I have a domain redirected toward a server where my site is hosted secured with an SSL. So, if I enter https://site.example I get from my hosting server a page with the nice little padlock, the page is secure.

Now I have redirected (masked) my domain http://otherserver.example toward https://site.example and if I enter the URL of the domain http://otherserver.example I get the page alright but is marked "Connection is not secure" with a crossed padlock.

Is there a way to use the security of the server to make the redirection secure as well?

2 Answers 2


No. Not the way you describe it. Masking is marketing speak for embedding a site within another site (using an iframe), and its a questionable practice at best. The takeaway point is that the http site has no way of utilizing the https site because from the browser pov its a seperate request.

If you think about it another way if it were possible to force another site to make your site https you would destroy much of the value of https - knowing you are talking to the site you think you are (ie you would be opening systems up to man-in-the-middle attacks)


If you want to support HTTPS on your other domain you MUST get a security certificate that covers that domain. You won't be able to simply frame mask your main domain without users seeing security warnings.

Masking is typically implemented at your domain registrar as a redirect option. It is almost NEVER a good option. It uses HTML frames to show your main site inside the alternate domain. It is bad for users because the URL doesn't change as the user navigates the site. They won't be able to bookmark or share links to deep pages. Search engines see right through the frames and only index the main domain.

Domain registrars are typically very bad at implementing domain redirects. I used GoDaddy to do so for years until I realized that the redirect was failing randomly a significant portion of the time, especially for bots. Even when domain registrars get the redirect itself right, they don't provide security certificates so that the alternate domain can be used with HTTPS.

Other options

Host both domains

If you really want users to be able to use either domain and see the same content, you should add the alternate domain to your web hosting account. It is technically possible to configure two domains to share the same directory root so they have the same content. Many web hosts have options for configuring sites like this.

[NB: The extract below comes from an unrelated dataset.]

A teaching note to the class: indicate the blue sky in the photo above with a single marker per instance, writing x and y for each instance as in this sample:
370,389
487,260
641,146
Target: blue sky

You would need to get security certificates for both domains, or get a single certificate that covers both domains with the subject alternative name (SAN) option.

That type of setup is not ideal for SEO. Search engines typically index just one of two domains that have the same content. You would need to use canonical meta tags to tell search engines which domain you would prefer to have indexed.

Redirect with HTTPS

The most common thing to do with an alternate domain is redirect to to the main domain. Even if you want to redirect, you need to get a security certificate for the alternate domain to support HTTPS.

The best third party service for redirecting domains that I have been able to find is Cloudflare. It is free, their redirects are reliable, and they support HTTPS automatically for you. The down side is that it is a bit difficult to set up. To use Cloudflare, follow the instructions I created for setting up domain redirects using their free-tier service.